In an earlier report, we suggested that a polymorphism located in the 3′ untranslated region of the angiotensin II type 1 receptor gene (AT1R+1166 A/C) might interact with the angiotensin I converting enzyme (ACE) insertion/deletion (I/D) polymorphism to increase the risk of myocardial infarction. Since the AT1R+1166 A/C polymorphism does not appear to be functional, we postulated that it might be in linkage disequilibrium with an unidentified functional variant which would affect the regulation of the gene in response to angiotensin II. The present study was conducted to identify new polymorphisms of the AT1R gene that might be responsible for this interaction.

Methods

The first four exons, which are untranslated, and 2.2 kb in the 5′ flanking region of the AT1R gene were explored by polymerase chain reaction/single-strand conformation polymorphism.

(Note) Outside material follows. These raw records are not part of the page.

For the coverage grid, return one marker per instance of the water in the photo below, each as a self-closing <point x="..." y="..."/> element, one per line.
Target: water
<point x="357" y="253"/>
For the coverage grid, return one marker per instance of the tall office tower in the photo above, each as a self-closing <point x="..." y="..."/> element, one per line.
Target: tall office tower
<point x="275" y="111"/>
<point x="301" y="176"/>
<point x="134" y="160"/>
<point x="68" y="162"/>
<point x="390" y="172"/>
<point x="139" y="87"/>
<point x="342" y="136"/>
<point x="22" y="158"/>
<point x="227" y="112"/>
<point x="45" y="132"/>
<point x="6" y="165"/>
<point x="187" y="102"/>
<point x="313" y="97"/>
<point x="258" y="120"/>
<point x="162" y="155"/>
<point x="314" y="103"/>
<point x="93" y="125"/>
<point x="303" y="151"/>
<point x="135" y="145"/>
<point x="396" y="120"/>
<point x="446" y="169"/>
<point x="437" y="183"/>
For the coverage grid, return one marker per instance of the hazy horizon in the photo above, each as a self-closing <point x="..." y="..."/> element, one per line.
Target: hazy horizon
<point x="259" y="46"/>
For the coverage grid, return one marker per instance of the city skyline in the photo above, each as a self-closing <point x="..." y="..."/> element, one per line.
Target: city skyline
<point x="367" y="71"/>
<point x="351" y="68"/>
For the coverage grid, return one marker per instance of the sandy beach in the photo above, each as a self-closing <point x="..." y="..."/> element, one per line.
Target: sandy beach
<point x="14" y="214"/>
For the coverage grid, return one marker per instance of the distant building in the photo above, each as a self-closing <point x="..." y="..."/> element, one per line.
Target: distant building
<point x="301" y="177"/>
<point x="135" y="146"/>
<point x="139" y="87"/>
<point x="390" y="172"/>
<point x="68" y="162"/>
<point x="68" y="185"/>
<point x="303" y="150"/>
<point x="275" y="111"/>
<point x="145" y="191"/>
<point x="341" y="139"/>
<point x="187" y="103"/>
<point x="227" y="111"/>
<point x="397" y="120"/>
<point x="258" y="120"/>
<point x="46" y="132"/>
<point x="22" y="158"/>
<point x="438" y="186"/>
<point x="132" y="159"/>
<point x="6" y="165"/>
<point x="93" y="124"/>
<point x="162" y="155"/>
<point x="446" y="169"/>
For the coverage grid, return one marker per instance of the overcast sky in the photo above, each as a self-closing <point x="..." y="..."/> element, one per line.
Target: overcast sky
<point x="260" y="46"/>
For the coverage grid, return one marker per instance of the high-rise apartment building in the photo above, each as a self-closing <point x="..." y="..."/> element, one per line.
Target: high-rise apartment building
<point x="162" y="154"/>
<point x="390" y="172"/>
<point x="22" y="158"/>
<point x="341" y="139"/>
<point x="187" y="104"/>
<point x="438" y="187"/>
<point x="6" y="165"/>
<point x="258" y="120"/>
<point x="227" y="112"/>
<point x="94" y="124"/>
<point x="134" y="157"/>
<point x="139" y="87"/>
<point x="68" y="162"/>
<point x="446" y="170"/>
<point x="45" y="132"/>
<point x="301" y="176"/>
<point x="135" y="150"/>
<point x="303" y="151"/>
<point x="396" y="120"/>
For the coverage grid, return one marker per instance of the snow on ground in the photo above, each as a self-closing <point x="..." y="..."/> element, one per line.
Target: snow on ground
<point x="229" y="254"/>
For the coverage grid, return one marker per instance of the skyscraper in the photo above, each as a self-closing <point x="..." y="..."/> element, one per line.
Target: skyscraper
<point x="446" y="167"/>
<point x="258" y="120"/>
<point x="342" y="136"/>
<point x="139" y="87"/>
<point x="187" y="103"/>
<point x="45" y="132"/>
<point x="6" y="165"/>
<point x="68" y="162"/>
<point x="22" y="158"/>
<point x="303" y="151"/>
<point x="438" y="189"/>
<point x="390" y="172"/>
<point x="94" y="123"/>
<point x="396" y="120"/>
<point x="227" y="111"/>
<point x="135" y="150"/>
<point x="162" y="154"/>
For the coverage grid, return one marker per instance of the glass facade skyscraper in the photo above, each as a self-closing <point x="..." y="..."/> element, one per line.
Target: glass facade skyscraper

Seven polymorphisms were detected in the 5′ region at positions −1424, −810, −713, −521, −214, −213 and −153 upstream from the start of transcription. The genotypes of the −810, −713, −214, −213 and −153 polymorphisms were completely concordant. One substitution was detected at the 55th nucleotide of exon 4. These polymorphisms, together with the +1166 A/C polymorphism and a previously described T/C substitution at the 573th nucleotide of exon 5, were genotyped in the Etude Cas-Témoin de I'Infarctus du Myocarde (ECTIM) study, a multicentre study comparing 651 patients who had survived a myocardial infarction and 728 controls from Belfast (United Kingdom) and Lille, Strasbourg and Toulouse (France).

Results

The newly identified polymorphisms were not in linkage disequilibrium with the +1166 A/C polymorphism and therefore could not explain the interaction observed with ACE I/D. None of the polymorphisms was associated with blood pressure levels in control subjects. In the four populations, the A allele of the −810 polymorphism was associated with a lower risk of myocardial infarction (population-adjusted odds ratio of 0.80, confidence interval 0.65–0.97, P < 0.05).

Conclusions

None of the newly identified polymorphisms could account for the previously described interaction between the AT1R+1166 A/C and the ACE I/D polymorphisms affecting the risk of myocardial infarction. However, the present study suggests that AT1R-810 T/A, or other polymorphisms which are in complete association with it, might be associated with the risk of myocardial infarction. Further studies are required to confirm this finding and to identify the functional variants.